At the same time, however, the Pope seems to realize there are times when the use of force in self-defense in necessary.  Specifically, at a press conference late last year, “a reporter asked if it was morally right for countries to send weapons to Ukraine.”  According to Reuters, the Pope said:

“This is a political decision which it can be moral, morally acceptable, if it is done under conditions of morality,” Francis said.

He expounded on the Roman Catholic Church’s “Just War” principles, which allow for the proportional use of deadly weapons for self defence against an aggressor nation. (Emphasis added).

Pope Francis went a step further by not only embracing the righteousness of self-defense, but also by giving a rather surprising description of those who do not:

“Self defence is not only licit but also an expression of love for the homeland. Someone who does not defend oneself, who does not defend something, does not love it. Those who defend (something) loves it.” (Emphasis added)

As I’ve said previously, in my opinion one can be a very strong advocate of nonviolence yet still not be a pacifist.  I would suggest that most military people fall into that category (discussed in a May 2019 post, Reflections on Pacifism).  

In his 1959 article The Social Organization of Nonviolence Dr. King enunciated three views of violence:

One is the approach of pure nonviolence, which cannot readily or easily attract large masses, for it requires extraordinary discipline and courage.  The second is violence exercised in self-defense, which all societies, from the most primitive to the most cultured and civilized, accept as moral and legal.  The principle of self-defense, even involving weapons and bloodshed, has never been condemned, even by Gandhi, who sanctioned it for those unable to master pure nonviolence.  The third is the advocacy of violence as a tool of advancement, organized as in warfare, deliberately and consciously. (Emphasis added).

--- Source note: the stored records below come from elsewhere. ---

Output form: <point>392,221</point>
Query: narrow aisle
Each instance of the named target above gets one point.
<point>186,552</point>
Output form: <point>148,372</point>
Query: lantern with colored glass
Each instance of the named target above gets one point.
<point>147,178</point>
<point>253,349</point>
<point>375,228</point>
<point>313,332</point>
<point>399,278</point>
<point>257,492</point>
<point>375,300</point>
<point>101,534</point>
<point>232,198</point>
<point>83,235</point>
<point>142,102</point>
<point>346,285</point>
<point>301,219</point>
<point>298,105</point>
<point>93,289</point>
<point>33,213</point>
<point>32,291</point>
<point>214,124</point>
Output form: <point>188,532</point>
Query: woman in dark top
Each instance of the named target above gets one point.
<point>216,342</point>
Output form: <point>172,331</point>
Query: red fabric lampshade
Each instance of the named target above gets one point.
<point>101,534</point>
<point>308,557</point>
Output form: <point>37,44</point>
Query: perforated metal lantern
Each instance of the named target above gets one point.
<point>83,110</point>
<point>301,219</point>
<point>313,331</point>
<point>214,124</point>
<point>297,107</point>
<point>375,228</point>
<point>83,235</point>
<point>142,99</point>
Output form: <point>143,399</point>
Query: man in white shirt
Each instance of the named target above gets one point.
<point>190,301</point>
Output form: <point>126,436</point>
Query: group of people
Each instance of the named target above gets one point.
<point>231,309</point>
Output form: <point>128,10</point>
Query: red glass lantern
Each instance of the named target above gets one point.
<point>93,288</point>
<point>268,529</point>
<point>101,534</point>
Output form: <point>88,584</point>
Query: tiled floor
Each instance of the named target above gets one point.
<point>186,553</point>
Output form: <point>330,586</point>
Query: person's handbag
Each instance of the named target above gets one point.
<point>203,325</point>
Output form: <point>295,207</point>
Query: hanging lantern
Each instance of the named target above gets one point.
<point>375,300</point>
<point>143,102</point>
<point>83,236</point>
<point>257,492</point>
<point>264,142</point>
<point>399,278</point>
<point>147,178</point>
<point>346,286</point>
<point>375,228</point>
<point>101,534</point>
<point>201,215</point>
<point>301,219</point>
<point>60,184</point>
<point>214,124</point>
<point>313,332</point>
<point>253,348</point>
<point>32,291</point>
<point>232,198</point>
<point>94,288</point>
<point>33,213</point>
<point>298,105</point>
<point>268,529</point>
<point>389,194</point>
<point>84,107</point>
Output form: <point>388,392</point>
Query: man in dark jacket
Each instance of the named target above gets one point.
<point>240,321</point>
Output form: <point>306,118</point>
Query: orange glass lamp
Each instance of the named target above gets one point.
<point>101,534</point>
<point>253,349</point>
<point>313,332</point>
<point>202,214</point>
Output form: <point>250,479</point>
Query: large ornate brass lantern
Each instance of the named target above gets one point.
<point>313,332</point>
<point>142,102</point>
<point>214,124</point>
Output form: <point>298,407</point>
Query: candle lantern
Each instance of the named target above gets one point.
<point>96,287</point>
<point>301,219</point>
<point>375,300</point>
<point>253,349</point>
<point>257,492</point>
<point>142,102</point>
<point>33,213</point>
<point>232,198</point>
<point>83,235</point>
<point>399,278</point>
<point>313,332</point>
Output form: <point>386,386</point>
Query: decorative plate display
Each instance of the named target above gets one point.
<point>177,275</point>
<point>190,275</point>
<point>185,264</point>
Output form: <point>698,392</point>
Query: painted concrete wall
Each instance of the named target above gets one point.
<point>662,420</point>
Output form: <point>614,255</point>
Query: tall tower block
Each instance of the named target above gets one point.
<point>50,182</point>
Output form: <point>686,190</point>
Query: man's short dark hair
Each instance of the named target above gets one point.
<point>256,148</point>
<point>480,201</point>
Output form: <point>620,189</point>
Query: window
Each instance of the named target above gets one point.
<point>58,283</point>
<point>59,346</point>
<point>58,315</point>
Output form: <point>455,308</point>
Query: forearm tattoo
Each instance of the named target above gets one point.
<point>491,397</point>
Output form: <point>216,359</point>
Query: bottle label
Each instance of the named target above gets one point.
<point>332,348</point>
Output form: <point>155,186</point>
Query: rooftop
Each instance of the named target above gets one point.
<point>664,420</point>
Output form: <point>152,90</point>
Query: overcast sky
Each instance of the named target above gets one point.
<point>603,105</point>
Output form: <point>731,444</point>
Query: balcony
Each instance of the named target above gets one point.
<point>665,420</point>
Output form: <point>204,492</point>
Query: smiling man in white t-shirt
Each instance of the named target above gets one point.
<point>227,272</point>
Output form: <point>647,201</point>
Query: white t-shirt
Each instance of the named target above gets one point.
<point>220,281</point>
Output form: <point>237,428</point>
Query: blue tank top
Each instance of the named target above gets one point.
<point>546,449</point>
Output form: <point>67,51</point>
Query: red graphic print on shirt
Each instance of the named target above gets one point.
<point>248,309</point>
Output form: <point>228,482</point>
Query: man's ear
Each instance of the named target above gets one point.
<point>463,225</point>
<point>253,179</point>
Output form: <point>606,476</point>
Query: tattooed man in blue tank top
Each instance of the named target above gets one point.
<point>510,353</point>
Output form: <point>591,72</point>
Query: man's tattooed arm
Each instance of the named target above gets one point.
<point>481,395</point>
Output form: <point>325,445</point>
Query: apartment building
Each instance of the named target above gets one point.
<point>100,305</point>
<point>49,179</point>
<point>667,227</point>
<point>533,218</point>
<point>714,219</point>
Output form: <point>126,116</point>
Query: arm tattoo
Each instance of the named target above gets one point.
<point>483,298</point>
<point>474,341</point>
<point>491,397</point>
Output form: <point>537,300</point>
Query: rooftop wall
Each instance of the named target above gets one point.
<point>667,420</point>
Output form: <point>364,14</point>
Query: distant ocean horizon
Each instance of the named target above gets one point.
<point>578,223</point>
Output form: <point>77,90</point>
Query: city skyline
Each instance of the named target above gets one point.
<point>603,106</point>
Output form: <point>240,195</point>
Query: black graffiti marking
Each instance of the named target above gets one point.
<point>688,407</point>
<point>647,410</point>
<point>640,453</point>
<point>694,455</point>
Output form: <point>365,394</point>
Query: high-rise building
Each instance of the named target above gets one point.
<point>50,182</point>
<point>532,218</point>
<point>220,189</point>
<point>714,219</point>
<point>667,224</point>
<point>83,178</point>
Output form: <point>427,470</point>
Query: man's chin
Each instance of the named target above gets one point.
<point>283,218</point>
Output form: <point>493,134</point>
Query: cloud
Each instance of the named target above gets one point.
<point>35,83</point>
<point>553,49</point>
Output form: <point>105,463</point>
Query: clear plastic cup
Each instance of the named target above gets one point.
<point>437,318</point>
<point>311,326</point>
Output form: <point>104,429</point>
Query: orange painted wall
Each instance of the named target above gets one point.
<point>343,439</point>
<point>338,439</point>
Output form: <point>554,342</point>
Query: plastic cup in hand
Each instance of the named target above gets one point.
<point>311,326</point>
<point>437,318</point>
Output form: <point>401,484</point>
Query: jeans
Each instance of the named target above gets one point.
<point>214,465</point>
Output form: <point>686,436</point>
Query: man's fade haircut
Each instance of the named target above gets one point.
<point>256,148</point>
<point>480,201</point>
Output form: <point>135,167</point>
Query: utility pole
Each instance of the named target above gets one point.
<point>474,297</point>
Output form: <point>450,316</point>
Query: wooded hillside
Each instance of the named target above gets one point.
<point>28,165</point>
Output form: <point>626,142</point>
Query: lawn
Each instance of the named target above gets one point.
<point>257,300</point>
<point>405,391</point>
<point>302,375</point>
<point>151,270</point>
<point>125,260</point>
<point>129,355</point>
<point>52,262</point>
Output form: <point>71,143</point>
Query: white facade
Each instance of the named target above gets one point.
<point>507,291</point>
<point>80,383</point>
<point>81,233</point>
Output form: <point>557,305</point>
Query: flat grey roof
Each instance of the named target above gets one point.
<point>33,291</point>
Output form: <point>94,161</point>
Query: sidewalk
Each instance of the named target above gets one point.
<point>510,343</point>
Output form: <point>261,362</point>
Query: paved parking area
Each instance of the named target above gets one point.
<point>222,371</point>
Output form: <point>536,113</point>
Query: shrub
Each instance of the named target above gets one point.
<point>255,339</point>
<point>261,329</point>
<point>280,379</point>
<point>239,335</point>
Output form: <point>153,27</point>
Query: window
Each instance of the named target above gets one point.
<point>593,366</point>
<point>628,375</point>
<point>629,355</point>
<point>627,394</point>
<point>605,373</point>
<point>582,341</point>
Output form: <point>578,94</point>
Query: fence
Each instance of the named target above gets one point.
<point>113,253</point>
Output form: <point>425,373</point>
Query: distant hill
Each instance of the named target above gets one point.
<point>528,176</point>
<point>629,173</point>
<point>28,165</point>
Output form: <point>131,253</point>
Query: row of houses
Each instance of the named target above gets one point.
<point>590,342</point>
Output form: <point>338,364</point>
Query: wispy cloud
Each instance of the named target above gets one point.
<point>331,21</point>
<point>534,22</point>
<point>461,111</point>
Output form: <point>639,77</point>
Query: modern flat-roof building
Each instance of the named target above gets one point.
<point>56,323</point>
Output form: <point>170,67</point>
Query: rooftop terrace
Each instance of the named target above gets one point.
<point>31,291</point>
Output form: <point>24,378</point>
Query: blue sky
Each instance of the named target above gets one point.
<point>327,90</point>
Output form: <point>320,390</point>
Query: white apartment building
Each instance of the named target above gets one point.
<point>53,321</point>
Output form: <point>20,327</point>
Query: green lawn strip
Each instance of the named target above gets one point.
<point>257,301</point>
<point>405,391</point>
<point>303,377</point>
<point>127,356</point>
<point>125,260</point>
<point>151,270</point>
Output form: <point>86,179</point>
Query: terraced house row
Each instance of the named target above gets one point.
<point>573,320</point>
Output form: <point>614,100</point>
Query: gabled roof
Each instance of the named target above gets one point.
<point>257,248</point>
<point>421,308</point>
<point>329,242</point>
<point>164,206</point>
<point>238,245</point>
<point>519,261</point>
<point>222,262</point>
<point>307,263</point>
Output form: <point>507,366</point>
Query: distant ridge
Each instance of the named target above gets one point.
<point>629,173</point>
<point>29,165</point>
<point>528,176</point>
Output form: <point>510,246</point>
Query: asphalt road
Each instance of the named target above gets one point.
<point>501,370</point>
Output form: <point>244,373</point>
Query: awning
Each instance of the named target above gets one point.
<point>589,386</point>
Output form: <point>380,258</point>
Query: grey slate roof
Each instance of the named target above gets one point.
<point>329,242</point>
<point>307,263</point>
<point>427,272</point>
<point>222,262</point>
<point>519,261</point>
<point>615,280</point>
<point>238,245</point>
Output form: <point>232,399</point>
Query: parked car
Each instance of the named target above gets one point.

What he rejected was not self-defense, but the third form which at the time some were advocating as a means of obtaining civil rights domestically.  As the Stanford Institute points out, Dr. King rejected the suggestion that “[B]lack people take up arms [saying] There is more power in socially organized masses on the march than there is in guns in the hands of a few desperate men”

Consider as well these additional quotes from Dr. King:

The first question which the priest and the Levite asked was: “If I stop to help this man, what will happen to me? But…the good Samaritan reversed the question, “If I do not stop to help this man, what will happen to him?”


We know through painful experience that freedom is never voluntarily given by the oppressor, it must be demanded by the oppressed.


Injustice anywhere is a threat to justice everywhere.  We are caught in an inescapable network of mutuality. tied in a single garment of destiny.  Whatever affects one directly, affects all indirectly. 

Concluding Thoughts

As a book lover, I thought so much of one of Dr. King’s quotes that years ago I had it printed on bookmarks that I distributed to friends and colleagues.  Here’s what that quote of his said:  “And there comes a time when we must take a position that is neither safe, nor politic, nor popular but one must take it because it’s right.” 

Of course, we can never really know what Dr. King would have thought about the situation in Ukraine, but I think he would have, like the Pope, understood that the situation requires, tragically, the use of force as a last resort.  No doubt he would have vigorously sought a just peace, but I believe he would have stood with Ukrainians and supported them – even if that called for violent means in self-defense.

Remember what we like to say on Lawfire®: gather the facts, examine the law, evaluate the arguments – and then decide for yourself!